0

I found and tested a regex to validate a time string such as 11:30 AM:

^(1[0-2]|0?[1-9]):([0-5][0-9])(\s[A|P]M)\)?$

I understand most of it except the beginning:

(1[0-2]|0?[1-9])

Can someone explain what is going on? 1[0-2] is there is a fist digit that can be between 0 and 2? And then I don't understand |0?[1-9].

Mischa
  • 41,338
  • 8
  • 91
  • 105
Aaron
  • 3,790
  • 11
  • 69
  • 121
  • 1
    @Xuflx, what is your rationale for suggesting this may be a dup of the question you referenced. That question seems to just deal with regular expressions in a general way. – Cary Swoveland Oct 26 '15 at 03:11
  • @Mischa is correct. This matches `"11:30 |M"`. – Cary Swoveland Oct 26 '15 at 03:16
  • 2
    @CarySwoveland: That is a question for closing dup all these "explain me this regex". All these questions are useless - just take a look at the reference questions, or use an online tester. – nhahtdh Oct 26 '15 at 03:30
  • 1
    Readers: this question was previously closed (by Xufix and nhahtdh) as a dup (of the same question now referenced by Jerry) and then reopened. If you do not regard it as a dup, please vote to re-open. (I cannot--the SO software says I've already voted to reopen, which I find a bit odd.) – Cary Swoveland Oct 26 '15 at 11:19
  • 1
    @nhahtdh from that "Reference" question: "regex is suffering from give me ze code type of questions and poor answers with no explanation. This reference is meant to provide links to quality Q&A." Neither "give me ze code" nor "poor answers" are the case here. It's a normal question with good answers, so why the need to close? – Mischa Oct 26 '15 at 12:00
  • (context: this popped in my review queue, and I abstained) Yes, this question is well formed, and a definitive answer exists. However, I believe such questions are unlikely to be helpful in general: the question is hard to search for (who would search for `"1[0-2]"`) and the right answer would be very specific (something along the lines of the output of https://regex101.com/, as suggested in one of the comments in the "reference" question. – RandomSeed Oct 26 '15 at 12:30
  • 1
    @RandomSeed, it's not hard to search for.

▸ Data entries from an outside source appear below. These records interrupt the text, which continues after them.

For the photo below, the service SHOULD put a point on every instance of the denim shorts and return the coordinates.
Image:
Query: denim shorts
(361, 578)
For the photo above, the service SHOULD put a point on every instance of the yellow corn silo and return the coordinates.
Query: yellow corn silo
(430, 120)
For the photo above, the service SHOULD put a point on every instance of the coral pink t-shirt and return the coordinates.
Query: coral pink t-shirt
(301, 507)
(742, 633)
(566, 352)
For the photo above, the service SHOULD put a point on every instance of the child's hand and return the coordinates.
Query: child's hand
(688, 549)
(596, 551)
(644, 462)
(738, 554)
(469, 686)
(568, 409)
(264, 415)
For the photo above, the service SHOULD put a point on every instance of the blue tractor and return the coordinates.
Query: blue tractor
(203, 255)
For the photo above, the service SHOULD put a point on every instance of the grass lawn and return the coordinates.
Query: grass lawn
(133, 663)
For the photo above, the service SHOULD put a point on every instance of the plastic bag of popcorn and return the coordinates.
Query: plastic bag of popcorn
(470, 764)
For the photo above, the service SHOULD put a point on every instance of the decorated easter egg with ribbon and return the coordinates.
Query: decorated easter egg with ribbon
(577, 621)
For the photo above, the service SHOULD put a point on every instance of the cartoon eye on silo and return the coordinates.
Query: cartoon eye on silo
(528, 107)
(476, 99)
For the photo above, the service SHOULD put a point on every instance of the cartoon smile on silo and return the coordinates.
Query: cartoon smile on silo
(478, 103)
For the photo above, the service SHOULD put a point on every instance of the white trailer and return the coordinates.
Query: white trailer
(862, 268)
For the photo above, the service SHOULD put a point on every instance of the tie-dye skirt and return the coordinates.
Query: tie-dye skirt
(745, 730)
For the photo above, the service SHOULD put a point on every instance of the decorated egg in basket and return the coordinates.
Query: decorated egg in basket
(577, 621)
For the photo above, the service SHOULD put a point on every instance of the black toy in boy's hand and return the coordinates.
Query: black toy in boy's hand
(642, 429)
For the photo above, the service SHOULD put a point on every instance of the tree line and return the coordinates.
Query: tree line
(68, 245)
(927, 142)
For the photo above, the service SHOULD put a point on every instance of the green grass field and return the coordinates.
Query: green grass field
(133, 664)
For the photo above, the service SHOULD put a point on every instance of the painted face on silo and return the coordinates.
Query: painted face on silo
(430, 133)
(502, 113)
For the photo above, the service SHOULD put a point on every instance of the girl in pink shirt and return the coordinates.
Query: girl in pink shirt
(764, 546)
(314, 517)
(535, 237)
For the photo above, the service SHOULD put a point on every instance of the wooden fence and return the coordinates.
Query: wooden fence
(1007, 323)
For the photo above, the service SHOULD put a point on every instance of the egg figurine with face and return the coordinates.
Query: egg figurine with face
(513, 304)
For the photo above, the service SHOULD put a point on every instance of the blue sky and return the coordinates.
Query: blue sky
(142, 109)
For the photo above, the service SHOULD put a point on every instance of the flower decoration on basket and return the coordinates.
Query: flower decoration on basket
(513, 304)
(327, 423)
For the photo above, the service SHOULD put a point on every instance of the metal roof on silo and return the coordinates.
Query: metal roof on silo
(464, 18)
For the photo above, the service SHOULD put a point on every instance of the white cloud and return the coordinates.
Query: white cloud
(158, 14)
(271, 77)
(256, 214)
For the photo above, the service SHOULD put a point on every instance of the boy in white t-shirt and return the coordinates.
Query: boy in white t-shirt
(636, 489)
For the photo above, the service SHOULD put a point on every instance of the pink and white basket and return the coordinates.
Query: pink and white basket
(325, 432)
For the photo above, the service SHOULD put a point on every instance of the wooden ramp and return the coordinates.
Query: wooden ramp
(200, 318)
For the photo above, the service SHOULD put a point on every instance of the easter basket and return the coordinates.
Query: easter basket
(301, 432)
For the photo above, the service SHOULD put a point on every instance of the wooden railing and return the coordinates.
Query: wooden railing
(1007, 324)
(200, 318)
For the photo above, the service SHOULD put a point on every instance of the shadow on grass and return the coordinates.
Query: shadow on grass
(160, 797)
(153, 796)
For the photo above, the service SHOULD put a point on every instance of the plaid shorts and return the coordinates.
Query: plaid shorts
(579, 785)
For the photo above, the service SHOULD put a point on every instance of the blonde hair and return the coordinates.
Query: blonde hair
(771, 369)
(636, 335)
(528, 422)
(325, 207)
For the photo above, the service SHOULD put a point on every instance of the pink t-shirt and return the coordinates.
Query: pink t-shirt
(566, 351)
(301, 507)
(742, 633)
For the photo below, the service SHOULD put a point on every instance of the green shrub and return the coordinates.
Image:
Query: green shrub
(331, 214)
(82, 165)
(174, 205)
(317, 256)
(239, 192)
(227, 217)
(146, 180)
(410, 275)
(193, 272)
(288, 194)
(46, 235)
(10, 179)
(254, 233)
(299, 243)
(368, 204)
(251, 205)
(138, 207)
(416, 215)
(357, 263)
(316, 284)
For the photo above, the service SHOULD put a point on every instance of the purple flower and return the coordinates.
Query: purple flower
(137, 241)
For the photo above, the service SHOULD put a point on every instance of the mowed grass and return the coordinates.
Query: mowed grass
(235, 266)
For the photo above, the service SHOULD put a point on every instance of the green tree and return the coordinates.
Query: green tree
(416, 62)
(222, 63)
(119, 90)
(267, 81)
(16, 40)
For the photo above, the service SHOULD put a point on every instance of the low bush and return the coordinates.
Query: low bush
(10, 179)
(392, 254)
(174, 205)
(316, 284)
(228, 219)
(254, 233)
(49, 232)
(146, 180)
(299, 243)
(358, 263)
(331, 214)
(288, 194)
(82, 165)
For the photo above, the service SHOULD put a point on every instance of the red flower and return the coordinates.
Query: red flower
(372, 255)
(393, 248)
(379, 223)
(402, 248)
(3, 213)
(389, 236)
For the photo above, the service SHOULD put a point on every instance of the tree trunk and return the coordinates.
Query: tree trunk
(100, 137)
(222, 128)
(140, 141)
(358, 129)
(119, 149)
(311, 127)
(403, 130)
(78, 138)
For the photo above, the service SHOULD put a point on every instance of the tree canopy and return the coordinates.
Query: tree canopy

You'll find it by searching for "regex to validate a time", which I can imagine to be a quite common query. The reference question however will not be in the search results for that query. – Mischa Oct 26 '15 at 13:26
  • 1
    Aaron, I suggest you remove "(1[0-2]|0?[1-9])" from the title. It adds nothing, is a distraction and may suggest to some that your question probably does not have merit. – Cary Swoveland Oct 27 '15 at 05:22

2 Answers2

3
(1[0-2]|0?[1-9])

| separates the regex into two parts, where

1[0-2]

matches 10, 11 or 12, and

0?[1-9]

matches 1 to 9, with an optional leading 0.

Yu Hao
  • 111,229
  • 40
  • 211
  • 267
2

I will explain by writing the regex in extended mode, which permits comments:

r = /
    ^     # match the beginning of the string
    (     # begin capture group 1
    1     # match 1
    [0-2] # match one of the characters 0,1,2
    |     # or
    0?    # optionally match a zero
    [1-9] # match one of the characters between 1 and 9
    )     # end capture group 1
    :     # match a colon
    (     # begin capture group 2
    [0-5] # match one of the characters between 0 and 5
    [0-9] # match one of the characters between 0 and 9
    )     # end capture group 2
    (     # begin capture group 3
    \s    # match one whitespace character
    [A|P] # match one of the characters A, | or P
    M     # match M
    )     # end capture group 3
    \)?   # optionally match a right parenthesis
    $     # match the end of the string
    /x    # extended mode

As noticed by @Mischa, [A|P] is incorrect. It should be [AP]. That's because "|" is just an ordinary character when it's within a character class.

Also, I think the regex would be improved by moving \s out of capture group 3. We therefore might write:

r = /^(1[0-2]|0?[1-9]):([0-5][0-9])\s([AP]M)\)?$/

It could be used thusly:

result = "11:39 PM" =~ r
if result
  puts "It's #{$2} minutes past #{$1}, #{ $3=='AM' ? 'anti' : 'post' } meridiem."
else
  # raise exception?
end
  #=> It's 39 minutes past 11, post meridiem.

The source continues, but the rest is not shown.